Comment 6 Carlos Alberto Lopez Perez 2017-04-03 18:13:22 PDT
(In reply to Alexey Proskuryakov from comment #5)
> This needs to be considered in the context of the issue that we have on Mac
> EWS, where DumpRenderTree processes get stuck.
> 
> This patch would kill them, but it will not resolve the root cause that
> makes CG calls freeze, so it may make the behavior worse overall. Not sure
> how to determine that.

This mimics the behaviour of the bots. The script kill-old-processes is executed by the bots on each new run.

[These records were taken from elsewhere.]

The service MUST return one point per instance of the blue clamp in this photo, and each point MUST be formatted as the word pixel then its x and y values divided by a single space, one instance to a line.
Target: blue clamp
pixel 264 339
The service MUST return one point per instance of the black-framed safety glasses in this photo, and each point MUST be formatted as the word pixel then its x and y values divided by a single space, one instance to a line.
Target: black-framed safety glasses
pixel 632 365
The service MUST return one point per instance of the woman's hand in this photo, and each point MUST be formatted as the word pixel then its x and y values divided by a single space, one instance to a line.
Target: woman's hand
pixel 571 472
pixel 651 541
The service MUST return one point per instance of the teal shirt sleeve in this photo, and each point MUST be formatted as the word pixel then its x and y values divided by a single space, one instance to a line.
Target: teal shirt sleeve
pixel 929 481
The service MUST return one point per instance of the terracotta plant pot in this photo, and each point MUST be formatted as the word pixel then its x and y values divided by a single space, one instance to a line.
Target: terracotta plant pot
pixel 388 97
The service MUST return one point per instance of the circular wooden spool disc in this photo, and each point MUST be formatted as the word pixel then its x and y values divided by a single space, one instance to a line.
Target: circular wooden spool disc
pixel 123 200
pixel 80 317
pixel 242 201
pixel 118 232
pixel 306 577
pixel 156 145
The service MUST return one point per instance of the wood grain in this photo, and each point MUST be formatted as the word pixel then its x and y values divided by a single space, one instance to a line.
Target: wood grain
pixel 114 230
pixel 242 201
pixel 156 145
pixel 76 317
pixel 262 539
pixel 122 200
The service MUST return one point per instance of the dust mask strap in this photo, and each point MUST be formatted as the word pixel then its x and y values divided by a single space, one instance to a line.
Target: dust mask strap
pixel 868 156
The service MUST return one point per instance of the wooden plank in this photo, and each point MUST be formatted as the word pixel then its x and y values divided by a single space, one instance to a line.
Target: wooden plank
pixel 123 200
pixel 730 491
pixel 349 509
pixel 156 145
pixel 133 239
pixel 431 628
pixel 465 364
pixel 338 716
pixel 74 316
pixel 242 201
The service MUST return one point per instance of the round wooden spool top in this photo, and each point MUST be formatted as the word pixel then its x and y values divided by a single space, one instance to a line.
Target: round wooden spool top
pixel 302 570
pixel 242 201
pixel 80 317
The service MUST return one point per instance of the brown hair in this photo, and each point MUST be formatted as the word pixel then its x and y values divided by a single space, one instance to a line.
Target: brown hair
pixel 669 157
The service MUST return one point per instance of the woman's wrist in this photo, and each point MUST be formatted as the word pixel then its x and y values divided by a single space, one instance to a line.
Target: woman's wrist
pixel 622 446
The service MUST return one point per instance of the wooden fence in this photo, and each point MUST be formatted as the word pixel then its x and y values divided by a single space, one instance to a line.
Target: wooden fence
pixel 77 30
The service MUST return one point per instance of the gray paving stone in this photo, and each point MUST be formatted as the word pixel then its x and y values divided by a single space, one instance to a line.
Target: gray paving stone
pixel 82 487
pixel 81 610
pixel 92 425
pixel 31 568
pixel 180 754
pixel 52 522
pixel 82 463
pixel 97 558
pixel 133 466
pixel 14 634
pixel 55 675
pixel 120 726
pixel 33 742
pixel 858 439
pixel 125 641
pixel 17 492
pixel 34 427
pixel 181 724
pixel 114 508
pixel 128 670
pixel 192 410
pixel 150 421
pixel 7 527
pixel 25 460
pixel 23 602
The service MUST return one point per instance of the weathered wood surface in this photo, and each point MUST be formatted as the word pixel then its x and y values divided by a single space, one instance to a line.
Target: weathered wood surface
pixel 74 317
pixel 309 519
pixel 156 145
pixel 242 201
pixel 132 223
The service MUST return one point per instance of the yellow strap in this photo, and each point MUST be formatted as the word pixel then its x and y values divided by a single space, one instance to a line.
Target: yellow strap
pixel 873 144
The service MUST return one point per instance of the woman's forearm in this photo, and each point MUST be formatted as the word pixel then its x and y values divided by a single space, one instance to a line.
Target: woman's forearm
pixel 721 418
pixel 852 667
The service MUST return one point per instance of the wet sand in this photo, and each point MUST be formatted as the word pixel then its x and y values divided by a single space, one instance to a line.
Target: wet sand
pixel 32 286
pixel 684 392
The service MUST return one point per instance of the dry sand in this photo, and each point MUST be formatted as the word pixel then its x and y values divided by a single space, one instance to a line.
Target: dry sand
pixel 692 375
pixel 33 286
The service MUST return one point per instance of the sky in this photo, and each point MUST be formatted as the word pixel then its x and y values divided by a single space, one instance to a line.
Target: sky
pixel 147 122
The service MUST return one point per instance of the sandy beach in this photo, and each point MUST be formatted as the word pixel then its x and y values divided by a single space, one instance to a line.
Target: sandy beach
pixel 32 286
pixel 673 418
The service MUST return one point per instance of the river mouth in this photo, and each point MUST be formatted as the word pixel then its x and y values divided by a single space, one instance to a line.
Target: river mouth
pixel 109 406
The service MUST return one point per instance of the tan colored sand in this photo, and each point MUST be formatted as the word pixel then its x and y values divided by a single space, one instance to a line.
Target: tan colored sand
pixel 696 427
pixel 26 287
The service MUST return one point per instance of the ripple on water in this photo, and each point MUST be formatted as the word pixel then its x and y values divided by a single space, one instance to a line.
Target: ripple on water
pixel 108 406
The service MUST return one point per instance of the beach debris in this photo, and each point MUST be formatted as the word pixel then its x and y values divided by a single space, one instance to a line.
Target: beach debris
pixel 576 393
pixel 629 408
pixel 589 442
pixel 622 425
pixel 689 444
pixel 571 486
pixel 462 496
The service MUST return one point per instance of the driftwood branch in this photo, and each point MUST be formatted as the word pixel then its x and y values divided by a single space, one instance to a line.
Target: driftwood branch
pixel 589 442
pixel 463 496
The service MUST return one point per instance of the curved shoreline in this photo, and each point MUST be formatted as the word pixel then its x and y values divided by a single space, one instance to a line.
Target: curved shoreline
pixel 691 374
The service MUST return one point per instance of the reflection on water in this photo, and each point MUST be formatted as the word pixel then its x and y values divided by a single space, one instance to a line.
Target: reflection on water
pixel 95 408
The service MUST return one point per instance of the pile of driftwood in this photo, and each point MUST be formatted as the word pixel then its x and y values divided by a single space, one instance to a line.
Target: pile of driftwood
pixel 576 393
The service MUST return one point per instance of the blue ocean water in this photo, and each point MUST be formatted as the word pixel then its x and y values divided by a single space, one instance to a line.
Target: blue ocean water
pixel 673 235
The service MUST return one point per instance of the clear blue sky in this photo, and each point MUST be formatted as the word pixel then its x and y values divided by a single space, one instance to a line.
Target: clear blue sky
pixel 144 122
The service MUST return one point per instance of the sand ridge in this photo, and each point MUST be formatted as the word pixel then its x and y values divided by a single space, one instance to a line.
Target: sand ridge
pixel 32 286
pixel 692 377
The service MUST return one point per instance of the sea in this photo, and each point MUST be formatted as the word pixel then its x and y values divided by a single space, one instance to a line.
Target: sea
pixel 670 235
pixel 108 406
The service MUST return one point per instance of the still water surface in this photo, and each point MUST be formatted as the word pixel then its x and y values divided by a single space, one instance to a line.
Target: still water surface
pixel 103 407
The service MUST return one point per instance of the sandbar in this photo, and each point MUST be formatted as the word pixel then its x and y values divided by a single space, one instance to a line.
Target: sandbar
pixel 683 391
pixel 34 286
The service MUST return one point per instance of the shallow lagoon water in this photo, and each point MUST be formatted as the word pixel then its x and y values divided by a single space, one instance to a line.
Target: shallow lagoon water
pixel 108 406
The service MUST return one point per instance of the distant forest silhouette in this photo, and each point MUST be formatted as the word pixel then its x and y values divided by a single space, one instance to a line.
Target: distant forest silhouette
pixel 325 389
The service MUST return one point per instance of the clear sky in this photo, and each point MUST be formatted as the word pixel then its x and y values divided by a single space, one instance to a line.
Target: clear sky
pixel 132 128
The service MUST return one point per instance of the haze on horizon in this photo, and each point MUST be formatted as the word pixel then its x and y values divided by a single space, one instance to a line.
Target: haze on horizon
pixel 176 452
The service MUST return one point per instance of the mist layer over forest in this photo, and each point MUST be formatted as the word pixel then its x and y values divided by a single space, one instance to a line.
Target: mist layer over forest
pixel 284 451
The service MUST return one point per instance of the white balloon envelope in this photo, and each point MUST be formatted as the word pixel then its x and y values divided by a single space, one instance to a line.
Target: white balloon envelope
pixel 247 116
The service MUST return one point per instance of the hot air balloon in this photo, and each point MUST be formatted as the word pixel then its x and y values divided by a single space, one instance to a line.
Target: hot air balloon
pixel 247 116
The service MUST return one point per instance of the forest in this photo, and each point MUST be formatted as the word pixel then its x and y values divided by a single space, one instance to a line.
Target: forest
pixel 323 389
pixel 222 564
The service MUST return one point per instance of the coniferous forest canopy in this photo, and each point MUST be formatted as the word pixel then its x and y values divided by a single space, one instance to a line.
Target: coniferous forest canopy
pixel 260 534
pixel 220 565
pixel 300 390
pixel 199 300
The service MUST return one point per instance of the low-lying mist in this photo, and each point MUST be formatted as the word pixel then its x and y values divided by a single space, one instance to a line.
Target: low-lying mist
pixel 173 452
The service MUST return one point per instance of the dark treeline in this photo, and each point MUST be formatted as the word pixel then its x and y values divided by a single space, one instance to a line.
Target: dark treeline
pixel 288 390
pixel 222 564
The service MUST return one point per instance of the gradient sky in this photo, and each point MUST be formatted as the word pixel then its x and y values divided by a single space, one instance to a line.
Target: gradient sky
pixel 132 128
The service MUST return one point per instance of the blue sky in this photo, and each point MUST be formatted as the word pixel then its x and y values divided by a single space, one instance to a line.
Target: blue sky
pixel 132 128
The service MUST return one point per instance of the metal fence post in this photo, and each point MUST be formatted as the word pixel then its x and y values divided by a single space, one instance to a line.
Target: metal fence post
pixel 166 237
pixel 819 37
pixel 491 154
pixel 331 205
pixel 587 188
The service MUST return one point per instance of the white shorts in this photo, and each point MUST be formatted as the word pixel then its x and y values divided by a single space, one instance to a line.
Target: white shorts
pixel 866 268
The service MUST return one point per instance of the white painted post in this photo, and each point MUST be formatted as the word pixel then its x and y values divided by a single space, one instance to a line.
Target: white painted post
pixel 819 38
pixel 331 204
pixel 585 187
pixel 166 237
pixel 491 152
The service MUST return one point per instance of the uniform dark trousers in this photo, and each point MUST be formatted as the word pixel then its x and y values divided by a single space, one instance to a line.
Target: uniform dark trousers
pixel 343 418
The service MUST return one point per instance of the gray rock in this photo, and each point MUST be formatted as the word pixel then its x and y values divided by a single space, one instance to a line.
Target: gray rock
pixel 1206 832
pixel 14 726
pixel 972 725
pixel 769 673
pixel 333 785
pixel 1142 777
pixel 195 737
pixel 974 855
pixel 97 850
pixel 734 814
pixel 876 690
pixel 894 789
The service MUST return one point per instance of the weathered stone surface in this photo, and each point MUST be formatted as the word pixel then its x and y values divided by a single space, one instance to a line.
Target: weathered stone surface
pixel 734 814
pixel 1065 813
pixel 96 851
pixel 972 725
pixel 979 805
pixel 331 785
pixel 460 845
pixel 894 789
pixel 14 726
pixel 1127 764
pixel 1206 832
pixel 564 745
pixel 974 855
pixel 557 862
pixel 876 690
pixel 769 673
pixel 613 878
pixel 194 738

I think that having the behaviour on the bots and on the EWS is something good.
Comment 7 Carlos Alberto Lopez Perez 2017-04-03 18:13:54 PDT
(In reply to Carlos Alberto Lopez Perez from comment #6)
> I think that having the behaviour on the bots and on the EWS is something
> good.

 ^^^^ I think that having the (same) behaviour on the bots and on the EWS is something good.
Comment 8 Alexey Proskuryakov 2017-04-03 18:24:33 PDT
I would agree in theory, but in practice, we don't get the same behavior with stuck CG calls on regular bots.
Comment 9 Carlos Alberto Lopez Perez 2018-06-19 08:05:43 PDT
(In reply to Alexey Proskuryakov from comment #8)
> I would agree in theory, but in practice, we don't get the same behavior
> with stuck CG calls on regular bots.

Not sure if this is an still an issue for you, but giving the timing of the issue I guess its not.

In any I think this patch will be useful anyway.

Since we enabled tests on the GTK EWS in bug 186559 I'm seeing several zombie process on our EWS bot after each run that should be killed to allow it continue without major issues.

I guess the same happens on our bots, but since there we rely on the kill-old-process step that runs always after each run, that is not an issue on the bots.


I can deploy some workaround locally to kill or restart the EWS more often to avoid this, but having support in the tooling itself will be much better.
Comment 10 Carlos Alberto Lopez Perez 2018-06-19 08:07:02 PDT
Comment on attachment 305530 [details]
Patch

This makes the EWS work more similar to the bots (those always kill old process before starting a new run), so I think this is an overall improvement to make tests on the EWS more reproducible.

I will like to see this landed.
Comment 11 Jonathan Bedard 2018-06-19 14:03:24 PDT
Just a few notes on this:

We aren't seeing these sorts of issues on Mac or iOS Simulator EWS any more. If memory serves, we resolved them by adding exit handlers to webkitpy Simulator management and investigating the root-cause of the zombie processes.

On that note, we had at least one instance in the last year where the zombie processes on EWS were a symptom of a bug in WebKit's multi-process code which was orphaning processes. It's probably worth root-causing why those processes are orphaned.

I believe that in case of EWS machines managed by Apple, we reboot them every 5-10 test runs, Aakash or Lucas would likely know the exact configuration.  I wonder if this might be another solution to the problems the GTK bots are experiencing.

That being said, I'm not opposed to this patch.